I’d say, “no.” But leaving behind ESP for a moment, I wouldn’t expect a single test result to be significant, even if it were 25 successes. I would want all 8000 people to take x number of tests and then to be ranked according to the average number of successes. I would not be surprised if one or more of those 8000x tests resulted in a perfect score; I would, however, be very surprised if one person had a perfect score in all x tests.

But I think I see your point: it’s still a long way from even the best possible score to the conclusion of ESP. If we turn the hypothesis around and attempt to demonstrate that all the subjects in the trial are randomly guessing, is there a mathematical way to evaluate it? We say that after x tests, the average of any subject’s scores will be within a certain expected range. So it seems to me that if the scores stay within that range, we’ve supported, or taken a step toward proving, the hypothesis. But if one subject’s average score is greater than the upper bound of that range, we still haven’t shown the hypothesis to be false–in the end, it’s still a matter of chance.

So if we keep repeating the experiment, and this one subject’s average scores keep beating our expected best, is there a way we can eventually show the hypothesis to be false, to show that, in fact, this person is not guessing?

Let’s say it’s luck: if we keep repeating the experiment, is there a point at which we can start evaluating luckiness? For instance, could we say that, after many rounds of tests, if a person still maintains an average score of 99% successes, that person is luckier than another whose score was lower? It seems like from a mathematical standpoint, since if you kept repeating the experiment forever you’d eventually encounter every possible result, we can’t say that one result is luckier than any other. From a human standpoint, even a skeptical one, a consistent score of 99% would be an astonishing anomaly. But from a mathematical standpoint, the best we could do is say that such a result has a very low probability of happening?

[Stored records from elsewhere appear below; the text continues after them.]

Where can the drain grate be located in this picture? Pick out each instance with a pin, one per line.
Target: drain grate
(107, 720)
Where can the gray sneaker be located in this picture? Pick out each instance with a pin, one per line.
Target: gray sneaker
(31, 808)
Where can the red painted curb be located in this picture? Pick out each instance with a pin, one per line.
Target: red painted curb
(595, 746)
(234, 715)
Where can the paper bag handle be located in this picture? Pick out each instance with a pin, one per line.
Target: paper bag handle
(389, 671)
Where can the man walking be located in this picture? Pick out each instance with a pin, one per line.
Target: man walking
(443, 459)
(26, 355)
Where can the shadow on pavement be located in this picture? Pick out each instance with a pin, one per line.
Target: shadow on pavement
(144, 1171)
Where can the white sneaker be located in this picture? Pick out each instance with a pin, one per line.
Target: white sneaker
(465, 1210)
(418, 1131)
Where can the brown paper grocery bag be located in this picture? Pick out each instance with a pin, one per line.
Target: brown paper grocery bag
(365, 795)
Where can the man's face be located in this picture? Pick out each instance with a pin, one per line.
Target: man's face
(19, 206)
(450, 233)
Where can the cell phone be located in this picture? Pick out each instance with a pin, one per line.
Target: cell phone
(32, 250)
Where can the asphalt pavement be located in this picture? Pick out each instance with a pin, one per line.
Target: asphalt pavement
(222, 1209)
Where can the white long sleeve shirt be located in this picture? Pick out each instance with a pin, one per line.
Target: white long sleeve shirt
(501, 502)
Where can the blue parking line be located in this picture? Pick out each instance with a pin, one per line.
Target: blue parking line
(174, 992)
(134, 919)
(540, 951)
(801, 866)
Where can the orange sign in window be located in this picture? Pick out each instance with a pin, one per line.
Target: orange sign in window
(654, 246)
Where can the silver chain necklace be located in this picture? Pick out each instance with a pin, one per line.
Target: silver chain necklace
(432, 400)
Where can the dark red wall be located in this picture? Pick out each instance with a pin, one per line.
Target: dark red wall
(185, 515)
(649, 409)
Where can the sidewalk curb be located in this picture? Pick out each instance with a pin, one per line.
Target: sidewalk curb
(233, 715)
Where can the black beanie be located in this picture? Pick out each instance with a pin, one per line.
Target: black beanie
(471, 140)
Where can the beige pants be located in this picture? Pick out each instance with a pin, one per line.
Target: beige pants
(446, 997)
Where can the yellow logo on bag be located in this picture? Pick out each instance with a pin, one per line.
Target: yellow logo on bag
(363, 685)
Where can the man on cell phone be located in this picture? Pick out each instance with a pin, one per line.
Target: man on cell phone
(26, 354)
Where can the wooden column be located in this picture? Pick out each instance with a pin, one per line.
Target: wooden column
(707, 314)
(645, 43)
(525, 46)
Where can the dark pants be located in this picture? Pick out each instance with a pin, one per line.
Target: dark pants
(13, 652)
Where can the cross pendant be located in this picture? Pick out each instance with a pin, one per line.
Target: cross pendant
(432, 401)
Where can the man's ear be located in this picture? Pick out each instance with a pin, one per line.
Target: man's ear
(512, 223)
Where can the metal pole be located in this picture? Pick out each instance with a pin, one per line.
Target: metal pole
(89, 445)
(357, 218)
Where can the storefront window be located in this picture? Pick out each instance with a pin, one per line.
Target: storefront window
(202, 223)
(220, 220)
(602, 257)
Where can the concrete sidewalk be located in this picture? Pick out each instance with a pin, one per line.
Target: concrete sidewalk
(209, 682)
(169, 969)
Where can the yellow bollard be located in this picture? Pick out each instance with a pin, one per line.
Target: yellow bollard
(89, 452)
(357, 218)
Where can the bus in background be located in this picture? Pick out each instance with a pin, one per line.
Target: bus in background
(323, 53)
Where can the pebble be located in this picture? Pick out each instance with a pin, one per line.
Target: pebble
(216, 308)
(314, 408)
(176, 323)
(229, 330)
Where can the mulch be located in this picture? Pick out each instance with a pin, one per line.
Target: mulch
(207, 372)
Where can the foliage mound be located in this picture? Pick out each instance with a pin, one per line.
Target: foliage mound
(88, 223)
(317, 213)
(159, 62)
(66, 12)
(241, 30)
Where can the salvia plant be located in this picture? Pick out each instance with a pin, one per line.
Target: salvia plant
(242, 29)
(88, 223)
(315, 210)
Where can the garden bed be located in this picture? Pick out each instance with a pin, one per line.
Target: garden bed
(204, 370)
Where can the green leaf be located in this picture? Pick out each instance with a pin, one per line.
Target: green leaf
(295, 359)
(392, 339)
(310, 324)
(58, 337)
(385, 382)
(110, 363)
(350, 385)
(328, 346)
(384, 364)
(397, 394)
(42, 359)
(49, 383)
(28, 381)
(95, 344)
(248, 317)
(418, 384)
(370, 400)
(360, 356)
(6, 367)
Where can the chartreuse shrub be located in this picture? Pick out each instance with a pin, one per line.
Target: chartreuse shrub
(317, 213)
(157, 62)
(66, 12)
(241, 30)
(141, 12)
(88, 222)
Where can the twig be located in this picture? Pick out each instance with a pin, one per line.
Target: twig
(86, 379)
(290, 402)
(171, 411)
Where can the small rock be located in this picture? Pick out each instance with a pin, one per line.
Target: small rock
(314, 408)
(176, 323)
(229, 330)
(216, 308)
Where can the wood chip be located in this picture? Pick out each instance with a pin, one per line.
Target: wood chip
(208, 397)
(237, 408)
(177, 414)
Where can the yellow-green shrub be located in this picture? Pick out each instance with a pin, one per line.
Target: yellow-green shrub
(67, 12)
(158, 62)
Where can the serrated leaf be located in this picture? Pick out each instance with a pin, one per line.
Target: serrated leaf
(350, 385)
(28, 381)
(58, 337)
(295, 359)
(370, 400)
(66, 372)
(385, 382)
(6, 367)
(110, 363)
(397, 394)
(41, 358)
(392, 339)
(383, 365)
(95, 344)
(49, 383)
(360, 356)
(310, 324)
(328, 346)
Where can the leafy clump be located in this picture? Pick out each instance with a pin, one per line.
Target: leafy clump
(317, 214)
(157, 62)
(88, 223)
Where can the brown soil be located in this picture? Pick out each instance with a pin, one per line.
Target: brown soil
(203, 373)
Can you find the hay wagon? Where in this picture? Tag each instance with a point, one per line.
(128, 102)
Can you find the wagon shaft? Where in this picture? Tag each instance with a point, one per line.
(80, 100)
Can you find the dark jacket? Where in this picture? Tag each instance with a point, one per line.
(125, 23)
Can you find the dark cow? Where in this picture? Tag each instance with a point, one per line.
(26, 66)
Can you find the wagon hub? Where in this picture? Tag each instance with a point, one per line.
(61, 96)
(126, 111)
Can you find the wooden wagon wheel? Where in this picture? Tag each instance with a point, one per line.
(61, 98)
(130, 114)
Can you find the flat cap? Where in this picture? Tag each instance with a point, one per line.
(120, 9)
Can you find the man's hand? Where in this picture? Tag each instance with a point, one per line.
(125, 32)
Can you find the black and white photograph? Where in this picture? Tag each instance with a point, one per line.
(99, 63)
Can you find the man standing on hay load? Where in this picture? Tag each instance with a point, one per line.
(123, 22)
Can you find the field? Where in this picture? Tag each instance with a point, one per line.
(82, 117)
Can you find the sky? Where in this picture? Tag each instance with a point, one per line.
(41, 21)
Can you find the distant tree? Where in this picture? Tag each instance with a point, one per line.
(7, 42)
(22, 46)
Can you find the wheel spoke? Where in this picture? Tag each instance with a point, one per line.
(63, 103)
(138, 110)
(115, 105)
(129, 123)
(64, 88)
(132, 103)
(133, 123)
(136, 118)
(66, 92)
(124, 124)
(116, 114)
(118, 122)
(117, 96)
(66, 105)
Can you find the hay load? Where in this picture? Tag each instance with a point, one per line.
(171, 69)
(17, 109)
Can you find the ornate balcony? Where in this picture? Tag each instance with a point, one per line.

Sequent, you’ve hit right to the essence of statistical reasoning. No, you can never say with mathematical certainty that person A is not just lucky. But you can use inductive reasoning to define just how lucky they would have to be to get that result.

The definition of the p-value is subtle, but very powerful. What you can say is that if person A is just lucky, they are exactly this lucky. For example, if they got 99% on 300 tests in a row, and the p-value for that worked out to 0.000000000001, this is what you can reasonably say.

“If person A is just lucky, we would expect to these results 1 in 1 trillion times. That is so so so unlikely, that we conclude person A is not just lucky, there is another factor at work. Because we have set up our test so rigorously and eliminated all other possibilities, we believe that other factor is ESP.”

In science, a p-value of 0.05 is usually taken to be the standard. That is interpreted as: If there were no other factor than chance, I would see these results 1 in 20 times. That is unlikely enough that I believe these results are not due to chance, but due to [theory]. (Note that if you look at 20 studies published at a p=0.05 value, you roughly expect one of them to be false, that it really was just luck.)